Istanbul / Hatice Kilic worries about going to the weekly market. The mother of three and the owner of a small guest house on the Turkish Mediterranean coast is happy that tourists are coming to her village again. She had not made any sales for months because of the exit restrictions.

Turkish economy is growing, but inflation is rising even faster

Now business is up and running again. Alone, their expenses are growing faster than their income. A year ago a packet of eggs cost 17 lira. “Now it’s 34 lira,” says Kilic. She continues to the tomato stand. Tomatoes would have increased in price from four to seven lira per kilo, potatoes from two to five lira. A five-liter jar of yogurt at the dealer next door now costs 20 lira instead of 13 lira. For an overnight stay, however, she could not ask for more than 80 lira, around 7.90 euros including breakfast and dinner. That is as much as a year ago. If she raised the price, tourists would stay overnight with the competition. Kilic says she’s not political. “But that cannot go on with those who rule us.”

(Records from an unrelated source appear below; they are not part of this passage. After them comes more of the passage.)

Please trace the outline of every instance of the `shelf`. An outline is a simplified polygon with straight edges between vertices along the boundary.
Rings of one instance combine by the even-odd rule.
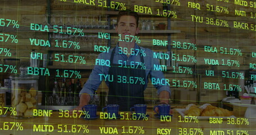
[[[117,34],[115,30],[105,30],[105,29],[91,29],[91,30],[84,30],[84,33],[96,33],[98,32],[102,33],[115,33]],[[181,33],[181,30],[140,30],[139,34],[140,33],[150,33],[150,34],[174,34]]]
[[[93,69],[93,65],[92,66],[48,66],[48,69],[60,69],[60,67],[65,68],[65,69]],[[167,70],[173,70],[173,68],[168,66]]]
[[[68,66],[68,65],[56,65],[56,66],[48,66],[48,69],[60,69],[60,68],[63,68],[63,69],[93,69],[94,66]]]
[[[47,48],[44,47],[42,49],[42,50],[47,50]],[[95,52],[93,49],[74,49],[74,48],[65,48],[61,47],[48,47],[48,51],[70,51],[70,52],[93,52],[97,53],[98,52]],[[98,52],[100,53],[100,52]]]
[[[105,14],[106,15],[117,15],[118,14],[119,11],[105,11]],[[164,16],[158,16],[156,15],[154,15],[154,14],[148,14],[146,13],[141,13],[141,12],[137,12],[139,16],[153,16],[155,17],[163,17]]]

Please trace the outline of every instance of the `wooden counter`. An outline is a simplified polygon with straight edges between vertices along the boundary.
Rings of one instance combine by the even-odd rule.
[[[30,119],[14,119],[8,116],[0,118],[0,134],[111,134],[111,130],[113,132],[115,131],[113,133],[115,134],[248,135],[246,132],[248,132],[248,134],[250,135],[256,134],[256,120],[255,119],[249,119],[249,125],[245,124],[245,122],[241,125],[228,124],[227,120],[223,120],[222,124],[210,124],[209,120],[199,120],[198,123],[195,122],[194,120],[188,123],[179,122],[178,116],[179,114],[175,111],[175,109],[174,109],[174,111],[171,122],[163,122],[163,120],[155,118],[154,116],[155,113],[152,109],[147,110],[147,113],[150,115],[147,120],[105,120],[101,119],[100,118],[96,120],[86,120],[78,118],[59,117],[61,115],[59,112],[53,112],[50,116],[39,116]],[[124,112],[125,114],[127,112]],[[100,115],[100,112],[97,112],[97,114]],[[131,118],[131,112],[129,112],[129,119]],[[124,115],[124,117],[127,118],[126,115]],[[182,118],[181,120],[184,120],[184,119]],[[5,124],[5,129],[8,128],[6,130],[3,129],[4,122],[8,122]],[[10,130],[13,125],[11,122],[15,123],[12,130]],[[21,127],[17,129],[17,127],[21,123],[22,123],[21,126],[23,127],[23,130],[20,130]],[[39,130],[36,132],[35,128],[33,127],[36,126],[37,128],[38,128],[39,125],[43,128],[41,128],[41,132],[39,132]],[[44,126],[49,125],[53,128],[52,131],[45,132]],[[84,130],[87,125],[87,129],[89,130]],[[101,129],[104,129],[102,127],[105,127],[106,132],[104,133],[103,129],[103,133],[101,134],[100,127]],[[80,130],[79,131],[80,128]],[[107,128],[108,129],[107,129]],[[161,129],[163,132],[160,132]],[[200,130],[201,130],[201,133],[200,133]],[[210,130],[212,130],[212,133],[210,133]],[[84,131],[85,133],[83,133]],[[86,133],[87,131],[88,131],[89,133]],[[168,132],[169,131],[170,132]],[[129,134],[129,132],[132,133]]]

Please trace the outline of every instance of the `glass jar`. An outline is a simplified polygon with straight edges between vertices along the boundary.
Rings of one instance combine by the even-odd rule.
[[[20,75],[10,76],[11,82],[12,107],[17,113],[11,117],[15,119],[33,118],[33,110],[37,109],[39,76],[28,75],[27,68],[20,67]]]
[[[5,87],[1,87],[0,88],[0,117],[6,116],[6,114],[5,114],[5,109],[4,108],[6,105],[6,92]]]

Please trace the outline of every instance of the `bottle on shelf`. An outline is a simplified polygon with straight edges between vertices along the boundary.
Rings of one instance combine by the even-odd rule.
[[[67,105],[73,105],[74,103],[74,89],[73,89],[73,84],[72,83],[72,80],[70,79],[70,82],[69,82],[69,88],[67,89]]]
[[[57,93],[59,93],[60,91],[60,86],[55,78],[54,80],[54,87],[52,89],[52,94],[49,97],[48,105],[54,106],[57,105],[59,104],[59,95]]]
[[[80,81],[80,79],[77,79],[77,87],[75,89],[75,104],[77,105],[79,105],[79,92],[82,89],[82,85],[81,85],[81,81]]]
[[[66,80],[65,78],[62,80],[62,84],[60,88],[60,97],[59,100],[59,104],[60,105],[66,105]]]
[[[100,98],[98,95],[97,94],[97,91],[95,91],[93,94],[93,98],[91,99],[89,104],[90,105],[97,105],[97,106],[100,107]],[[101,108],[98,107],[98,109],[101,109]],[[98,111],[101,111],[98,110]]]

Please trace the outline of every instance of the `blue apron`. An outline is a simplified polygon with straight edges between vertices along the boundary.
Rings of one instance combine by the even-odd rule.
[[[139,48],[140,49],[140,47]],[[144,86],[140,84],[138,80],[136,84],[128,83],[118,83],[118,75],[126,76],[127,82],[129,82],[130,76],[143,78],[145,80],[146,72],[145,69],[141,69],[141,66],[138,66],[137,69],[119,67],[119,64],[113,64],[114,55],[115,53],[115,47],[112,51],[110,57],[110,68],[109,74],[113,76],[113,81],[109,82],[109,95],[107,104],[117,104],[119,105],[119,111],[129,111],[131,107],[136,104],[145,104]],[[141,62],[144,63],[143,56],[140,56]],[[129,65],[127,64],[127,65]],[[137,67],[137,65],[135,66]],[[133,78],[134,80],[136,80]]]

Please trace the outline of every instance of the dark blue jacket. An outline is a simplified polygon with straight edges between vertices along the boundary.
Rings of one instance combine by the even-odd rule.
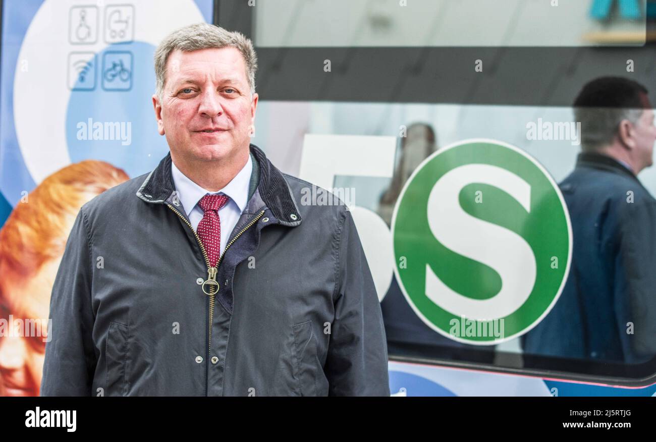
[[[249,202],[216,267],[170,153],[83,206],[52,288],[41,395],[389,395],[350,212],[303,204],[310,183],[251,154]]]
[[[628,169],[579,155],[560,184],[573,234],[553,310],[522,337],[525,352],[635,363],[656,353],[656,200]]]

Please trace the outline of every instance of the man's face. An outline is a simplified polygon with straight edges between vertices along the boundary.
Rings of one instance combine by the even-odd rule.
[[[159,134],[188,163],[234,157],[250,144],[257,94],[233,47],[175,50],[167,60],[161,100],[153,96]]]
[[[47,321],[40,320],[48,318],[50,292],[60,261],[47,262],[28,279],[3,281],[0,319],[7,321],[7,328],[0,336],[0,395],[39,395],[49,332]],[[34,320],[34,329],[25,326],[29,319]]]

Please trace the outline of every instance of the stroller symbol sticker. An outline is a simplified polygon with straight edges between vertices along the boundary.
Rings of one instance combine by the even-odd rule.
[[[134,8],[131,5],[108,6],[105,9],[105,41],[129,43],[134,39]]]

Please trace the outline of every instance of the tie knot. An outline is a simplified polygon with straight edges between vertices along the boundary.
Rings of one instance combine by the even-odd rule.
[[[203,212],[207,211],[218,211],[225,205],[230,197],[227,195],[222,193],[215,193],[210,195],[206,193],[204,197],[198,201],[198,205],[203,209]]]

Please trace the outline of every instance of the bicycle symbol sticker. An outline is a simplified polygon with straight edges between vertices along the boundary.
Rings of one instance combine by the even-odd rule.
[[[102,57],[102,89],[129,90],[132,89],[132,52],[110,51]]]

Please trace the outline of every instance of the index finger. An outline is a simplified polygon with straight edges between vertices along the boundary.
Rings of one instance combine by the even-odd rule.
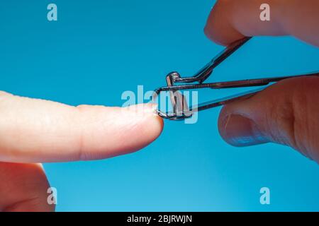
[[[138,150],[163,124],[154,106],[69,106],[0,92],[0,162],[101,159]]]
[[[270,8],[270,20],[259,16],[262,4]],[[228,45],[245,36],[293,35],[319,46],[318,0],[218,0],[213,8],[205,33]]]

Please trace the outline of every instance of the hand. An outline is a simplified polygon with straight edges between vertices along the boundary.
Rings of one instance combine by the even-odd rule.
[[[0,91],[0,210],[54,210],[42,166],[32,162],[111,157],[153,141],[163,122],[142,107],[72,107]]]
[[[259,19],[259,6],[264,3],[271,7],[267,22]],[[318,0],[220,0],[205,32],[224,45],[245,36],[291,35],[319,46],[318,21]],[[319,78],[284,80],[228,105],[221,111],[218,127],[231,145],[274,142],[319,162]]]

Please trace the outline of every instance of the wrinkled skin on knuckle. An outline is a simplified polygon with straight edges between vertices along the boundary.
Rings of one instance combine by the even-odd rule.
[[[295,81],[293,81],[295,80]],[[272,131],[275,142],[299,150],[309,158],[318,160],[319,153],[319,78],[286,81],[291,88],[284,97],[272,101],[269,117],[276,125]],[[289,84],[291,83],[291,84]],[[281,130],[279,133],[279,130]],[[281,136],[276,136],[276,133]]]

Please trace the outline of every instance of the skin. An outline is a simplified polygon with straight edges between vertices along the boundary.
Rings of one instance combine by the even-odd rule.
[[[259,18],[264,3],[270,6],[270,21]],[[318,0],[220,0],[210,13],[205,33],[223,45],[245,36],[289,35],[319,47],[318,21]],[[282,81],[228,105],[218,127],[233,145],[274,142],[319,162],[319,78]]]
[[[45,174],[34,162],[97,160],[140,150],[163,127],[154,107],[72,107],[0,92],[0,181],[5,182],[0,210],[54,210],[47,201]]]
[[[259,20],[263,3],[271,6],[270,22]],[[218,1],[205,32],[224,45],[245,36],[291,35],[319,46],[318,11],[318,0]],[[290,79],[228,105],[219,118],[220,133],[234,145],[289,145],[318,162],[318,78]],[[6,182],[0,184],[0,210],[55,210],[47,202],[43,169],[33,162],[111,157],[154,141],[163,123],[153,106],[145,108],[140,114],[132,108],[72,107],[0,92],[0,181]]]

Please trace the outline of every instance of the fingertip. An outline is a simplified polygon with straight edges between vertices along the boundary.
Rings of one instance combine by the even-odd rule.
[[[163,129],[163,120],[155,114],[155,109],[150,104],[100,109],[96,118],[103,122],[83,135],[80,160],[122,155],[149,145]]]

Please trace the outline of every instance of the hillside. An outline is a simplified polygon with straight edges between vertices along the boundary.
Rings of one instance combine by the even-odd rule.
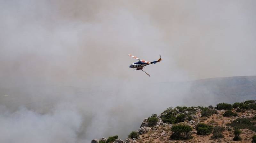
[[[112,140],[102,138],[92,143],[252,142],[256,135],[256,101],[216,106],[170,107],[158,116],[153,114],[145,119],[124,141],[116,136]],[[235,130],[239,133],[236,138]],[[233,140],[235,138],[240,140]]]
[[[180,105],[208,106],[220,102],[232,103],[256,100],[256,76],[166,82],[151,88],[159,89],[162,97],[174,95],[183,97],[182,100],[177,101],[183,104]]]

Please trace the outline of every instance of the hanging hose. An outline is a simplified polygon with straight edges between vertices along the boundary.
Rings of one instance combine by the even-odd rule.
[[[150,75],[148,75],[148,73],[147,73],[146,72],[145,72],[145,71],[144,71],[144,70],[142,70],[142,69],[141,69],[140,70],[141,70],[142,71],[143,71],[143,72],[144,72],[144,73],[146,73],[146,74],[147,74],[147,75],[148,75],[148,76],[150,76]]]

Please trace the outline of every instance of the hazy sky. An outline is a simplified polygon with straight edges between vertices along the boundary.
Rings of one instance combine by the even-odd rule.
[[[0,0],[0,142],[125,138],[143,118],[183,104],[182,96],[147,87],[255,75],[256,6]],[[149,77],[128,68],[137,61],[128,54],[148,61],[161,54],[163,61],[146,67]]]

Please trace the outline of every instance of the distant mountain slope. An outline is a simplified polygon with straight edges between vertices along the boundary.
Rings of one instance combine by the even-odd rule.
[[[185,100],[187,102],[197,100],[212,104],[256,99],[255,76],[202,79],[190,82],[189,84],[188,95],[190,98]]]

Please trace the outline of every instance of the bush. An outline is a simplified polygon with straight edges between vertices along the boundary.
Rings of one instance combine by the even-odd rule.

What the pensioner is going through is currently happening across the country. Müjdat Kececi, CEO of the wire manufacturer Er-Bakir in Denizli in western Anatolia, is also happy about the new orders. “But the high energy prices are hindering production,” warns the manager. His gas bill alone has increased by 70 percent since the beginning of the year, and his company had to spend 21 percent more on electricity. “Overall, we are now spending 40 percent more on energy,” he explains. He also has to dig deeper and deeper into his pockets for steel and other raw materials. He said he couldn’t raise prices fast enough to compensate for this overspending.

It sounds paradoxical: In the 2020 pandemic year, the Turkish economy was one of the few that grew at all. In the second quarter the Turkish gross domestic product grew by 21.7 percent, the highest increase since 1999. The International Monetary Fund (IMF) raised its growth forecast for the full year 2021 from 5.8 to 9 percent.